8. A method for using a polynucleotide to detect expression of a nucleic acid in a sample, the method comprising:

a) hybridizing the polynucleotide of claim 2 to nucleic acids of the sample, thereby forming a hybridization complex, and

b) detecting hybridization complex formation, wherein complex formation indicates the expression of the polynucleotide in the sample.

9. The method of claim 8 wherein the polynucleotide is attached to a substrate or bonded to the surface of a microarray.

10. The method of claim 8 wherein the nucleic acids of the sample are amplified prior to hybridization.

11. A method of using a polynucleotide to screen a plurality of molecules to identify a ligand, the method comprising:

a) combining the polynucleotide of claim 2 with a plurality of molecules under conditions to allow specific binding, and

b) detecting specific binding, thereby identifying a ligand which specifically binds the polynucleotide.

12. The method of claim 11 wherein the molecules are selected from DNA molecules, RNA molecules, peptide nucleic acids, artificial chromosome constructions, peptides, and transcription factors.

13. A method for diagnosing a disease associated with gene expression in a sample containing nucleic acids, the method comprising:

a) hybridizing a polynucleotide of claim 2 to nucleic acids of the sample under conditions to form a hybridization complex,

b) comparing hybridization complex formation with standards, thereby diagnosing the disease.

14. The method of claim 13 wherein expression is diagnostic of cancer or immune response.

15. A composition comprising the protein of claim 1 and a pharmaceutical carrier or a labeling moiety.

16. A method for using a protein to screen a plurality of molecules to identify a ligand, the method comprising:

a) combining the protein of claim 1 with the molecules under conditions to allow specific binding, and

b) detecting specific binding, thereby identifying a ligand which specifically binds the protein.

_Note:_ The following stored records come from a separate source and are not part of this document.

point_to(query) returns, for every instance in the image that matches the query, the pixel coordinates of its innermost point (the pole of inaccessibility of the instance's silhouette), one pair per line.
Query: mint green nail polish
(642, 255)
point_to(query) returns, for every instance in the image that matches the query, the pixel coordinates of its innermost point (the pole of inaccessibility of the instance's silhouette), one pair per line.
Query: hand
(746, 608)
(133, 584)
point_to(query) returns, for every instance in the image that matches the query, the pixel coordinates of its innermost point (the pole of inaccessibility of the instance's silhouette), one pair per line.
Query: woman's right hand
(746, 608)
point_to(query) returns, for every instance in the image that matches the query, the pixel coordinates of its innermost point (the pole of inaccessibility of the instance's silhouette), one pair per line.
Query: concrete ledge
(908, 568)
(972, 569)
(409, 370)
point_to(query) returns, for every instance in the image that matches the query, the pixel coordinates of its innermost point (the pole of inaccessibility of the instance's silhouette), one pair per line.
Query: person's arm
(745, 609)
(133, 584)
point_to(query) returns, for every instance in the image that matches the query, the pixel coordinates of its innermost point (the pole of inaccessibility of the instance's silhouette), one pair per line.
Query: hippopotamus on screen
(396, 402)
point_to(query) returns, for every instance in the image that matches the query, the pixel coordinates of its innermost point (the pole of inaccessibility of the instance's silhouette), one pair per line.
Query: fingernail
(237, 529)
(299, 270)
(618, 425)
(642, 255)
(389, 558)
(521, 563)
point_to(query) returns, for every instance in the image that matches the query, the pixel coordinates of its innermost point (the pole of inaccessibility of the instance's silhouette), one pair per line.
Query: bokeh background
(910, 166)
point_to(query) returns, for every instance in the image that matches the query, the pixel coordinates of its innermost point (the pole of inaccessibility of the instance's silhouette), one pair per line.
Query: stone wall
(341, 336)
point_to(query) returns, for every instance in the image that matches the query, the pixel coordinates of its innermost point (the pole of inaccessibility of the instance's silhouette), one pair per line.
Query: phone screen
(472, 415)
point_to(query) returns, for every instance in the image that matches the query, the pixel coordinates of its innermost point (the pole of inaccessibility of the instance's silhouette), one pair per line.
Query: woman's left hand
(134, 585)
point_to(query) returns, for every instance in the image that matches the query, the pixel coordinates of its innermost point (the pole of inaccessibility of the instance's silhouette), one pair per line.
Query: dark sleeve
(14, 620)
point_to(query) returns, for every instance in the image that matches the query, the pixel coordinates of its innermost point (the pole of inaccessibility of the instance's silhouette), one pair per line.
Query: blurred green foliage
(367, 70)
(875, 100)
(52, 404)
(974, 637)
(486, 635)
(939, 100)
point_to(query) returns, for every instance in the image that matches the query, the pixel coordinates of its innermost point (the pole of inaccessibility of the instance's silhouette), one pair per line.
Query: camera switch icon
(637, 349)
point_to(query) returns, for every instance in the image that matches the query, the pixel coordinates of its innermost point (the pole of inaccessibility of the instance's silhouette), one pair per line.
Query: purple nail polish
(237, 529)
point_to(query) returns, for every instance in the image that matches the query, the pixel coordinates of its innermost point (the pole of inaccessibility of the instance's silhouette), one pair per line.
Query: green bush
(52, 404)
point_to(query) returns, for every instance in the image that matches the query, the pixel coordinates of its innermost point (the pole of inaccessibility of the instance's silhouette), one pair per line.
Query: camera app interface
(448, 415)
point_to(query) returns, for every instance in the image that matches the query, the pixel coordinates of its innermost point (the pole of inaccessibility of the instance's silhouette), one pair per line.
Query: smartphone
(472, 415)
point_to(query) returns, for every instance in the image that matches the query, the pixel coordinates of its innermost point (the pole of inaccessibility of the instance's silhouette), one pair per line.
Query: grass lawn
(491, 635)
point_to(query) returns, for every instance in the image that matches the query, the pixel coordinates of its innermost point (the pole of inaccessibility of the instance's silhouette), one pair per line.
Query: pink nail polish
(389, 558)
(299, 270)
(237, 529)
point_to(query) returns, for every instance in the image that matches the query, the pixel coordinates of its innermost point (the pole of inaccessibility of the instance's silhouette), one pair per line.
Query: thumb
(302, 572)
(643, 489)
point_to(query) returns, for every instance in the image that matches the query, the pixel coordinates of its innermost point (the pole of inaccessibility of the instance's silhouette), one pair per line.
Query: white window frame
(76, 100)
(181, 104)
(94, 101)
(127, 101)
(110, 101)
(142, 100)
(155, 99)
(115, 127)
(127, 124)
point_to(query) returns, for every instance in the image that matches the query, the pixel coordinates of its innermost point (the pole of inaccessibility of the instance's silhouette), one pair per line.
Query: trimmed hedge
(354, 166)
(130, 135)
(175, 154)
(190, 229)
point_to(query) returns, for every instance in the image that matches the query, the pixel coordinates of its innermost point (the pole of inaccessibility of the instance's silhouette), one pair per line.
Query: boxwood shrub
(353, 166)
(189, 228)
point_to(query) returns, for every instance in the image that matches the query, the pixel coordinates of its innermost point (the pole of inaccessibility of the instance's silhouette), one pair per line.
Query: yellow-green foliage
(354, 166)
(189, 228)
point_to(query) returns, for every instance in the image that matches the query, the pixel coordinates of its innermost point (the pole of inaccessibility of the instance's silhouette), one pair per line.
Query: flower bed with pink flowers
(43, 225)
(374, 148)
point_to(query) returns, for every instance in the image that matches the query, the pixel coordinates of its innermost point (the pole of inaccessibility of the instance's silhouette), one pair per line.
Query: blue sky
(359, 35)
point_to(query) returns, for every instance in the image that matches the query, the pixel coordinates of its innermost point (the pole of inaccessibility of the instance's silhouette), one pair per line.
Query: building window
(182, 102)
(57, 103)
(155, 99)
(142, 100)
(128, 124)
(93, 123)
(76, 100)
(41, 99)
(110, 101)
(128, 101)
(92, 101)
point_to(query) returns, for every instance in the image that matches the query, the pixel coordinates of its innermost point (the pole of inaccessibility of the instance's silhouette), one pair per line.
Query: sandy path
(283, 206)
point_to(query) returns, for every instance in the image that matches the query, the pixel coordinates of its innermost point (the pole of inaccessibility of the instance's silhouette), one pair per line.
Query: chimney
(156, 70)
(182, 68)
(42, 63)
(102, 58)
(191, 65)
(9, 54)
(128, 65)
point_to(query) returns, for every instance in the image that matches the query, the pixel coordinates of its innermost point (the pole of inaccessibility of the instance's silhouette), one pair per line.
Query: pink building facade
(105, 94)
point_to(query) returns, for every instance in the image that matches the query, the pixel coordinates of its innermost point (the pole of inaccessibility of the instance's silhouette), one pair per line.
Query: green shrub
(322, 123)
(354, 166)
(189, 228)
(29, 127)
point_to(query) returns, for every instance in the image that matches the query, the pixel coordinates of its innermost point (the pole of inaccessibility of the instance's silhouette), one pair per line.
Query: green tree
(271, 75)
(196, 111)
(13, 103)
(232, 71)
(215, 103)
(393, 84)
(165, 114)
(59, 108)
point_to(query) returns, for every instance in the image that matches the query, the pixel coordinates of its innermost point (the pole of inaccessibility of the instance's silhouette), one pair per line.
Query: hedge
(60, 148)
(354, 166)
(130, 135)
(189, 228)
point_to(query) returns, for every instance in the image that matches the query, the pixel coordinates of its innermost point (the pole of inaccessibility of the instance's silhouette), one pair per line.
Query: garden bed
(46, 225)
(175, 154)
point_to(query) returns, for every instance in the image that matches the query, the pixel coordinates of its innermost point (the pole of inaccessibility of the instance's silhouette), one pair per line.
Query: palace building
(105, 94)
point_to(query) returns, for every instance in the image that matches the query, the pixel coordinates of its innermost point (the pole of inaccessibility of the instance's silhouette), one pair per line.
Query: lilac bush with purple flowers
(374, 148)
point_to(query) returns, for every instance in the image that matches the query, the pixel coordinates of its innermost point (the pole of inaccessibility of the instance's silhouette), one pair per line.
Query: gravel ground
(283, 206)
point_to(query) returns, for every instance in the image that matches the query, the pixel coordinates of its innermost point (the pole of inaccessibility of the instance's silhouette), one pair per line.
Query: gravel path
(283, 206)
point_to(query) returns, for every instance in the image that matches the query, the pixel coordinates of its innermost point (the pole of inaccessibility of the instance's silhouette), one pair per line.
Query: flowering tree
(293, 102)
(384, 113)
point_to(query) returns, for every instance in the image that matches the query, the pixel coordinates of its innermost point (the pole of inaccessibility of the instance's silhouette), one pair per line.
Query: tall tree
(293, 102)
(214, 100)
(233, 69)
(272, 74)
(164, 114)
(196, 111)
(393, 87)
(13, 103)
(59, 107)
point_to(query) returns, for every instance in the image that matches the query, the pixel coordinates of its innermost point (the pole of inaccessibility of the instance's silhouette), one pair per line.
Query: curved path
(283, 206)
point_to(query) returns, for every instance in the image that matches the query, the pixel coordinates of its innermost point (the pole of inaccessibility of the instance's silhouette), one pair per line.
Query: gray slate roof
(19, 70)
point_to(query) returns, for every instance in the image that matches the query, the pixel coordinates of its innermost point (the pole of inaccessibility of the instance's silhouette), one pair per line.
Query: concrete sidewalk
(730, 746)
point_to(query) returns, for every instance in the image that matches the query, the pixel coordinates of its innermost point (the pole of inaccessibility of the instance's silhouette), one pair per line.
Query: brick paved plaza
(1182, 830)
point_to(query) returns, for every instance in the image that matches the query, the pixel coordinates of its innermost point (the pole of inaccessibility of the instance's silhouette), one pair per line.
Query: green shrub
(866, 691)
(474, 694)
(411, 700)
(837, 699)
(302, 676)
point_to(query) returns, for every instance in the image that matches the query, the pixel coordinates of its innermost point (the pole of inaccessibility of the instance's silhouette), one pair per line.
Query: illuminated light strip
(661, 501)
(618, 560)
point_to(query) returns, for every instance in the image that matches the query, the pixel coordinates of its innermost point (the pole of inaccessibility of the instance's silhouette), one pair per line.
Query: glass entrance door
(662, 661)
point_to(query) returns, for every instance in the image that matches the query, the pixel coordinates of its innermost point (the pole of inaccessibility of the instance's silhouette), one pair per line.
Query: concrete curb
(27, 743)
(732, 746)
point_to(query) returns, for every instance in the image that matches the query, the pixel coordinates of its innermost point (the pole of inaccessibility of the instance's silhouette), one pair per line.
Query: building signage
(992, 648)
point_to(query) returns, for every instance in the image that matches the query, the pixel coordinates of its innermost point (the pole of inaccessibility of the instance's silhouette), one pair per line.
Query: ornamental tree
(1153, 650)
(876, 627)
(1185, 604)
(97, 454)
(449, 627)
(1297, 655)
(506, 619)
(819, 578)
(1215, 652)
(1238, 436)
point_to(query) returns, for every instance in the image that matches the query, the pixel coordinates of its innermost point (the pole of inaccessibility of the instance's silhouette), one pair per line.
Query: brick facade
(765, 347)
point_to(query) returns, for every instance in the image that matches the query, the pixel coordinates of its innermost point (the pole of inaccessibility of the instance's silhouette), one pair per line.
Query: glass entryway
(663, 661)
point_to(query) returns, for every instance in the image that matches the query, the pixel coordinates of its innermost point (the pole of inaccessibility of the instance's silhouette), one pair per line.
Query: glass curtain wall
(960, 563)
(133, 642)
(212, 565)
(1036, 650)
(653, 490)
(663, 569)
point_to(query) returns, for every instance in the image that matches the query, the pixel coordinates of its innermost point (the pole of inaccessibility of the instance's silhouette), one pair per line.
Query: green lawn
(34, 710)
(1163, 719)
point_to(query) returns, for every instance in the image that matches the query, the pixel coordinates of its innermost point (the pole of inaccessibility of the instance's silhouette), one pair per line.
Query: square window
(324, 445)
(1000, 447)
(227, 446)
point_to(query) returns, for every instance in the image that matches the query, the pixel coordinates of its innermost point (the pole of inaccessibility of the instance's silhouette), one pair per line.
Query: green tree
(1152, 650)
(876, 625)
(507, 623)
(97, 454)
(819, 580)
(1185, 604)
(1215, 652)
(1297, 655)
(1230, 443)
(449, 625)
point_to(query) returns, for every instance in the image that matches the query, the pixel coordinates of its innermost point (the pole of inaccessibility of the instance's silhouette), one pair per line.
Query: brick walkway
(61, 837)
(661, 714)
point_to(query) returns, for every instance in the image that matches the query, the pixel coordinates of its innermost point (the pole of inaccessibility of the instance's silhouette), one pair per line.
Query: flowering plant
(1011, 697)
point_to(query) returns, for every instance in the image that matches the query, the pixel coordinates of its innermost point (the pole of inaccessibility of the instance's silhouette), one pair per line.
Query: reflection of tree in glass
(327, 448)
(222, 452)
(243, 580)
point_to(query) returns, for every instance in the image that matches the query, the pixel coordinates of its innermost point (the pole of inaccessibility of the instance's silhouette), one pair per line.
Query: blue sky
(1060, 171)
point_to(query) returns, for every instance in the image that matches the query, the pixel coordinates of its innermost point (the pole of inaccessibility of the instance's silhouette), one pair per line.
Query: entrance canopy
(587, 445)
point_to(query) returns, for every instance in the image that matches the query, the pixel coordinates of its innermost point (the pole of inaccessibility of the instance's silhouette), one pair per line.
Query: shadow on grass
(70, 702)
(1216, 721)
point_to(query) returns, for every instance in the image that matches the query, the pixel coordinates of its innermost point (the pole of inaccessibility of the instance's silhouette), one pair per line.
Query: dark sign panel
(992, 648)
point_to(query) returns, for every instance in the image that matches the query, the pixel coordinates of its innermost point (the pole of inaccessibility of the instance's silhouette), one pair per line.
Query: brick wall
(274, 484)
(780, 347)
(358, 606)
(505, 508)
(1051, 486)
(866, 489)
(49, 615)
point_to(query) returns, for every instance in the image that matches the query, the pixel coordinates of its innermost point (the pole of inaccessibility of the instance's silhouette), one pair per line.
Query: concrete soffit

17. The method of claim 16 wherein the molecules are selected from DNA molecules, RNA molecules, peptide nucleic acids, peptides, pharmaceutical agents, proteins, mimetics, agonists, antagonists, Ned antibodies, immunoglobulins, inhibitors, and drugs.

18. A method of using a protein to prepare and purify antibodies comprising:

a) immunizing a animal with the protein of claim 1 under conditions to elicit an antibody response,

b) isolating animal antibodies,

c) attaching the protein to a substrate,

d) contacting the substrate with isolated antibodies under conditions to allow specific binding to the protein,

e) dissociating the antibodies from the protein, thereby obtaining purified antibodies.

19. An antibody which specifically binds a protein of claim 1.

20. A method for using an antibody to detect protein expression in a sample, the method comprising:

a) combining the antibody of claim 19 with a sample under conditions to form antibody:protein complexes, and

b) detecting complex formation with standards, wherein detection indicates expression of the protein in the sample.